J23 : « Au début, quand je suis sorti de 3ème, je suis parti en 2nde générale, et puis en fait, j’ai rien fait pendant l’année où j’étais là-bas donc du coup je me suis réorienté et je suis parti en Bac pro mécanique auto et du coup voilà ! Comme ça me plaisait, enfin c’est quelque chose, ça m’a toujours plu, je me suis dit, autant y aller ! Parce qu’au début je voulais pas trop ! Un bac Pro, je trouvais que ça faisait, je trouvais que c’était un petit peu déshonorant par rapport à ce qu’on pouvait faire, enfin à ce que je pouvais faire et bon après finalement, ça va ! ». (Thomas, dix-neuf ans, confié de seize à dix-neuf ans à la même famille d’accueil).

Pour ces jeunes, la finalité du diplôme semble alors compter davantage que son contenu puisque le baccalauréat est non seulement considéré comme le sésame permettant d’envisager la poursuite vers des études supérieures mais aussi et surtout, comme une reconnaissance sociale.

J28 : « J’ai arrêté la seconde ! Je disais à [Prénom de l’éducateur] mon éducateur que je voulais un Bac, un Bac, un Bac ! Je venais juste de me faire virer mais madame elle voulait le Bac ! ». (Clara, vingt ans, confiée à quatre familles d’accueil et deux foyers en cinq ans).
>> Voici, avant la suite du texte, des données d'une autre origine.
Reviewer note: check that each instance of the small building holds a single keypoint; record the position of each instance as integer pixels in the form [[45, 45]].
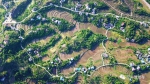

J30 : « J’ai arrêté ma scolarité pendant deux ans ! J’ai arrêté pendant deux ans et après, j’ai repris parce que je me suis rendue compte que sans bac, on n’allait pas trop loin donc… J’ai fait un Bac Pro secrétariat juste pour m’ouvrir des portes après. […]. Donc j’ai pris un Bac pro secrétariat comme j’aurais pu prendre un Bac pro vente, enfin, voilà, le secrétariat ça me plaisait bien, j’avais déjà fait des stages en troisième dans le secrétariat donc voilà, j’ai fait la facilité ! ». (Lucie, vingt-deux ans, confiée de six mois à treize ans à la même famille d’accueil).

A la lumière des témoignages recueillis, nous constatons que les jeunes qui se sont orientés vers un baccalauréat professionnel sont des jeunes qui ont, pour la plupart, vécu un parcours scolaire parsemé de difficultés et de désillusions. Les difficultés scolaires, les redoublements, voire les interruptions de scolarité ont amené ces jeunes à s’orienter vers une filière qu’ils jugent moins prestigieuse mais qu’ils considèrent comme une chance d’accéder au niveau baccalauréat dont ils rêvent pour poursuivre leur scolarité, atteindre leur objectif professionnel, voire simplement, être dans la norme au regard de la plupart des jeunes de leur âge.

Cependant, malgré les différentes passerelles permettant désormais d’accéder au niveau baccalauréat dans un parcours scolaire initial, nous avons rencontré seulement deux personnes qui ont atteint ce niveau par le biais des équivalences.